This work examines a new multivariate kNN imputation method (wkNNr), applied on a large and naturally incomplete PM2.5 dataset that is comprised of eight years (2012–2019) of half-hourly observations from 59 AQM stations spread across Israel. The work extends beyond past studies in the following ways: (i) the new method uses the correlations between the AQM stations’ records to weigh the distance between observations, (ii) lagging and leading observations are accounted for as additional model inputs that can supply information on short-term temporal associations, and (iii) the imputation is based only on the non-missing PM2.5 records in the dataset, thus enabling the use of other auxiliary data in advanced analyses without fearing collinearity. We compared the new model results to those obtained by applying an iterative imputation scheme, which has been shown to outperform many other imputation algorithms and was therefore chosen to serve as a benchmark. We evaluated the performance of the new method on randomly removed time-intervals of various lengths, using three performance metrics: normalized root mean squared error (NRMSE), coefficient of determination (R2), and normalized mean absolute error (NMAE). The imputation models’ performance was evaluated for each AQM station and different lengths of artificially removed data intervals, and the influence of seasonality was also examined. A parallel Python implementation of the new kNN-based multivariate imputation method is available on github.

2. Materials and Methods

2.1. Study Area and Data

PM2.5 observations were obtained from the Technion Center of Excellence in Exposure Science and Environmental Health (TCEEH) Air Pollution Monitoring Database (TAPMD). The TAPMD holds all the air quality monitoring (AQM) records observed in Israel since 1995, collected by the Ministry of Environmental Protection (MoEP) and by other agencies, using EPA-approved instruments. The data have passed a routine quality assurance procedure [29]. The number of reporting AQM stations increased around 2011 due to the phase-in of the Israel Clean Air Act. Thus, we limited the study period to the years 2012–2019, resulting in a dataset of, at most, 140,256 half-hourly observations in each of the AQM stations whose data were used.
We used all the 59 AQM stations (Figure 1) that operated during the study period and monitored fine airborne particles (PM2.5). Most PM2.5 AQM stations in Israel are situated around five densely populated metropolitan areas (Figure 1): (i) Haifa, in the northern coastal plain, (ii) Tel-Aviv (Gush Dan), in the central coastal plain, (iii) Jerusalem, in the Judah Mountains, (iv) Ashdod, in the southern coastal plain, and (v) Ashkelon, which is also located in the southern coastal plain. The 2012–2019 PM2.5 annual means and standard deviations (SD) in these areas were 17.9 (1.4) μg/m3, 22 (1.5) μg/m3, 19.8 (2.5) μg/m3, 20.7 (1.5) μg/m3, and 19.1 (1.1) μg/m3, respectively. These levels exceed the World Health Organization (WHO) recommended PM2.5 annual mean (5 μg/m3) as well as the annual US National Air Quality Standards (NAQS) for PM2.5 (12 μg/m3). The major local anthropogenic PM2.5 sources in Israel are transportation and industrial plants. However, a substantial fraction of the total observed PM2.5 levels results from transboundary transport that is carried to Israel during certain synoptic conditions. For example, mineral dust is carried to the region from the Sahara Desert and the Arabian Peninsula during the winter and the transition seasons, while secondary/ aged particles are transported to Israel from eastern and southern Europe mainly in the summer. Clearly, the particles that reach Israel as part of this long-range transboundary transport have different physicochemical properties (size distribution, composition, etc.), and the phenomena are characterized by distinct intensity (concentrations) and length (duration) [34,35,36,37,38].

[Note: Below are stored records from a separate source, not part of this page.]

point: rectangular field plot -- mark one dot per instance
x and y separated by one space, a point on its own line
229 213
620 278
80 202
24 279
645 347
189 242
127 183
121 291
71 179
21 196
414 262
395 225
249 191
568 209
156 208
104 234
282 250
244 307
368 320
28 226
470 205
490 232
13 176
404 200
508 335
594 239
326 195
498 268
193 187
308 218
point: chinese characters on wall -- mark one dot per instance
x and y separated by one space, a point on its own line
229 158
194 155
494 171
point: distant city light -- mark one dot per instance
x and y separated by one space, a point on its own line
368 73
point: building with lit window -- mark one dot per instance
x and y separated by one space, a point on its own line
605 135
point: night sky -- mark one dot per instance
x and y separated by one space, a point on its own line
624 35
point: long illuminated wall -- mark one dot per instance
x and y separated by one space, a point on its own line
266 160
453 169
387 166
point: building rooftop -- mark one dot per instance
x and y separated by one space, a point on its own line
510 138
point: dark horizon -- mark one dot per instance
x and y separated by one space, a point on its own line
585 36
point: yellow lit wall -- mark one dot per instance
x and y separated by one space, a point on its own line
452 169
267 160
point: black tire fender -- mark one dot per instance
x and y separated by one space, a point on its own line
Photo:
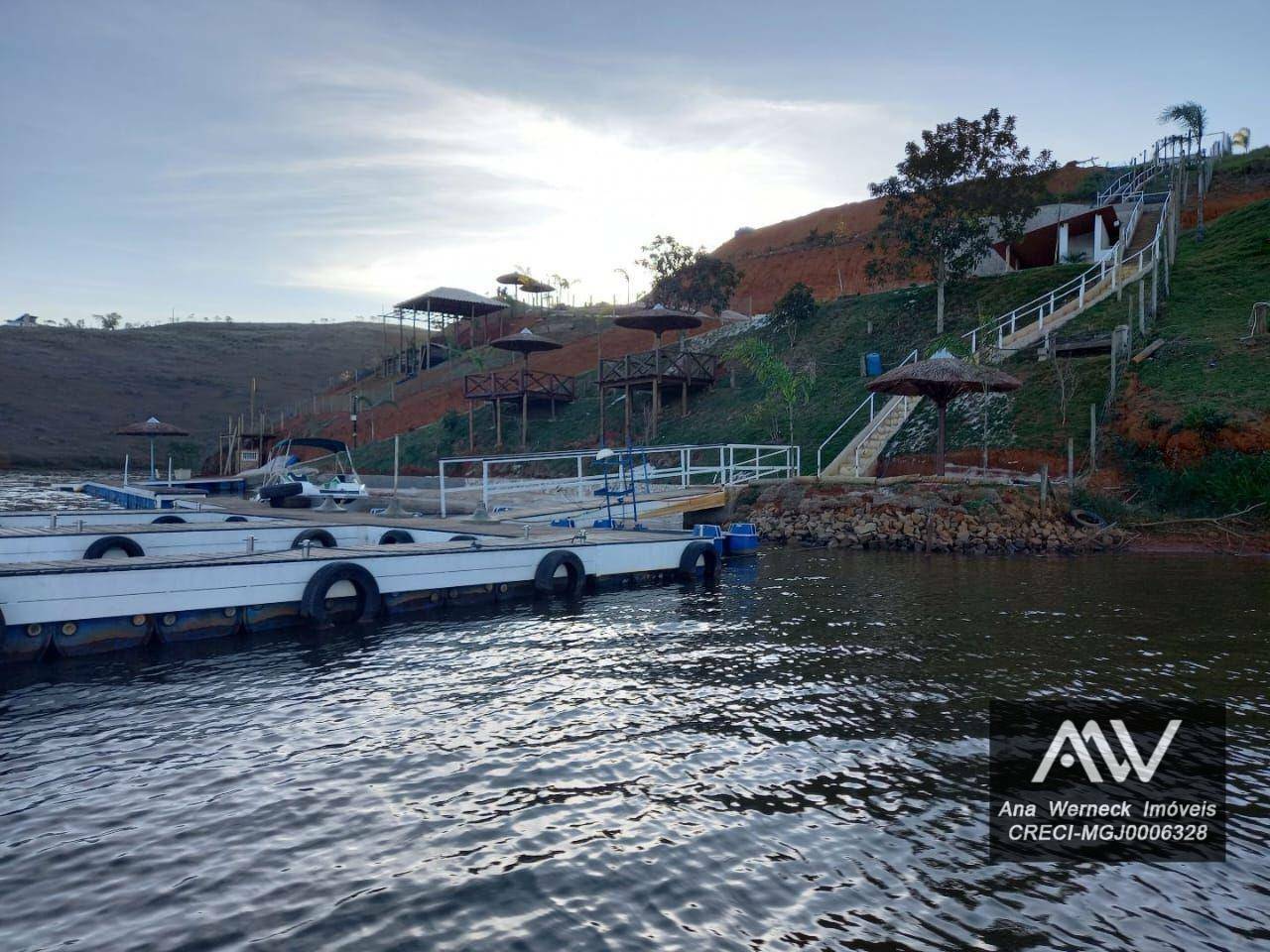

2.2. Missing-Data Characteristics

Twenty-three out of the 59 AQM stations in the dataset were characterized by poor data coverage, each with accumulated missing observations of >4 years during the study period (i.e., >50% missing observations). Thus, although missing observations were imputed in all the 59 AQM stations, we did not use the latter 23 AQM stations for model evaluation, due to the inevitable higher uncertainty in their imputed values.
On average, the percentage of missing PM2.5 observations (out of the total possible 140,256 observations) in the 36 AQM stations with <4 years of accumulated missing observations was 20.4%, with a median and a SD of 22% and 12.9%, respectively. Table 1 presents the distribution of lengths of the missing-data intervals in these 36 AQM stations. About 93% of the missing PM2.5 intervals were very short (≤3 h), however, their total missing time points accounted only for about 7% of the overall missing observations. Figure 2 depicts the temporal coverage of these 36 AQM stations’ datasets, with missing values marked in grey. The mechanism responsible for the missing observations has a profound influence on the characteristics that are presented in Table 1 and Figure 2, as well as on the imputation performance. For standard air quality monitoring data, it is common to assume a “missing at random” (MAR) mechanism [17,39,40], with the probability of an observation to be missing independent of the missing value itself, although it might be influenced by an external cause [41].

2.3. Workflow

The research workflow included the following steps:
(i)
Setting aside a test set for the imputation models’ performance evaluation. For each AQM station, this set included N randomly sampled chunks of observations of length L, denoted hereafter “time-windows” (N  ×  L: 720 × 0.5 h, 360 × 1 h, 180 × 2 h, 120 × 3 h, 120 × 6 h, 30 × 24 h (1 d), 20 × 36 h, 10 × 72 h, 3 × 240 h (10 d), and 1 × 720 h (30 d, i.e., 1 m)), that were artificially designated as missing (marked in red in Figure 2). The artificially removed data intervals were categorized into four categories: very short (0.5 h, 1 h, 2 h, 3 h), short (6 h, 24 h), medium-length (36 h, 72 h), and long (10 d, 30 d). Overall, in each of the 36 AQM stations with accumulated missing observations ≤4 years (marked in bold in Table S1 in the Supplementary Materials), 11,520 time points (half hours) served as the test set, corresponding on average to 11% (9–17%) of the non-missing observations.
(ii)
Tuning the models’ hyperparameters using a cross-validation (CV) procedure with repeated random sub-sampling of the training set (marked in blue in Figure 2). In each iteration, a sub-sample of the training set was designated as missing and served as a validation set against which the model performance was examined for different hyperparameters. The tuning of the hyperparameters was conducted separately for the very short, short, medium-length, and long time-window categories of the artificial missing data. Each of these category-based sub-samples accounted for 12% (9–20%) of the training set.
Figure 2. Temporal coverage of PM2.5 observations at the 59 AQM stations in the years 2012–2019. Grey—missing observations, blue and red—non-missing observations. Blue—the training set, red—the test set used for model evaluation, comprised of randomly selected artificially missing time-windows of different lengths (0.5 h, 1 h, 2 h, 3 h, 6 h, 24 h, 36 h, 72 h, 10 d, and 30 d). Station names are specified in Table S1 in the Supplementary Materials. The test set (red) was extracted only from the 36 AQM stations with accumulated missing data of ≤4 years.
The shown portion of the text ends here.